On the last day of Passover 1944, the family was taken from their home and rammed into cattle cars. During his speech, Avital got teary eyed when he recounted what his father said in the boxcar.

One of Avital’s brothers had gone to Palestine in 1937, despite warnings that it was too dangerous. In the cattle car, Avital’s father said, “’I had 11 children. One of them was smart.’”

Avital told the audience that the conditions in the boxcars were unimaginable, and that the Jews were packed in like sardines, unable to move.

“They put in each car two containers: one for water and one for human waste,” he said. “After one day, the water was gone and the container for human waste was overflowing.”

His parents and many other relatives were murdered in Auschwitz. and he and his brother were sent to Plaszow, the concentration camp featured in Schindler’s List. One of Avital’s brothers ended up in the infirmary, and died. Although he’s not certain, Avital believes that the Nazis injected gasoline into his brother’s heart to kill him.

Another grueling tale was that of a rabbi who befriended Avital and prayed with him. A Nazi asked the rabbi where his god was, and the rabbi replied that God was in heaven. “And [the Nazi] started to scream at him, ‘no, I’m your god, and I can do with you whatever I want,'” Avital recounted. “He threw him down on the ground and with his boots was hitting him and hitting him until he stopped moving.”
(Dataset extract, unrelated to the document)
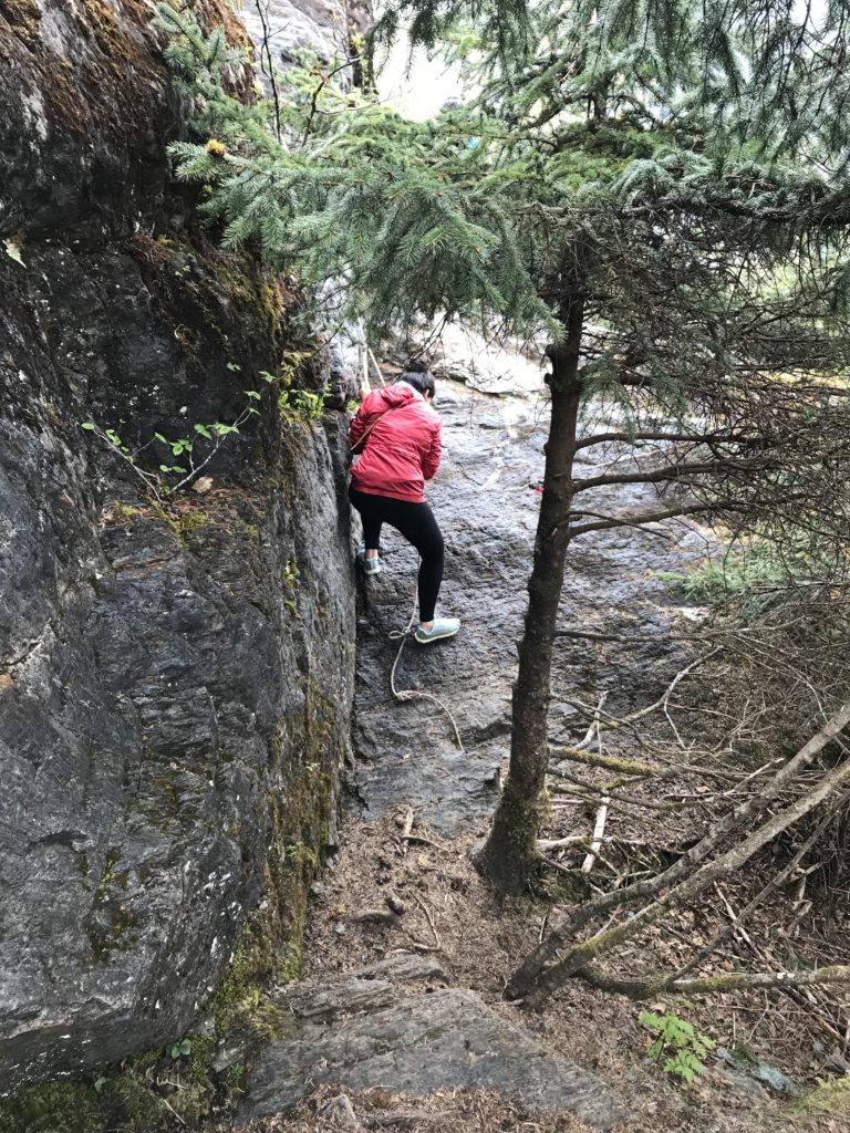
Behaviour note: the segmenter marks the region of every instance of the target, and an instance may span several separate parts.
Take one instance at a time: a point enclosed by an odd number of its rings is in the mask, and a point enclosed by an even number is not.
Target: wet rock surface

On the death march, Avital said that he and his fellow prisoners wore wooden shoes and thin pajamas, despite the frigid weather. One man was asked to watch a Nazi’s suitcase. When another man saw that the piece of luggage had food in it, he ate it and discarded the bag. The Nazi couldn’t find the man who did it, and threatened to shoot every tenth Jew if the culprit didn’t reveal himself. Just before the shooting began, one Jew claimed that he was the guilty party, and was killed. Avital said that they never knew if he was the man who actually took it.

After being liberated, Avital was near death and was slowly fed cereal to nurse him back to health. He would eventually sneak into Palestine illegally, be imprisoned, and then freed by the Haganah. He later fought in Israel’s War of Independence. Avital, the author of several books, told me that two of his main concerns today are Jewish disunity and unfair criticisms of Israel.

Many people cried during the conversation and multimedia presentation, which featured pictures of Avital’s relatives who were killed in the Holocaust, Ultimately, Avital ended on a positive note, telling the crowd: “You would be surprised how much a person can endure, how much you can suffer and still stay alive.”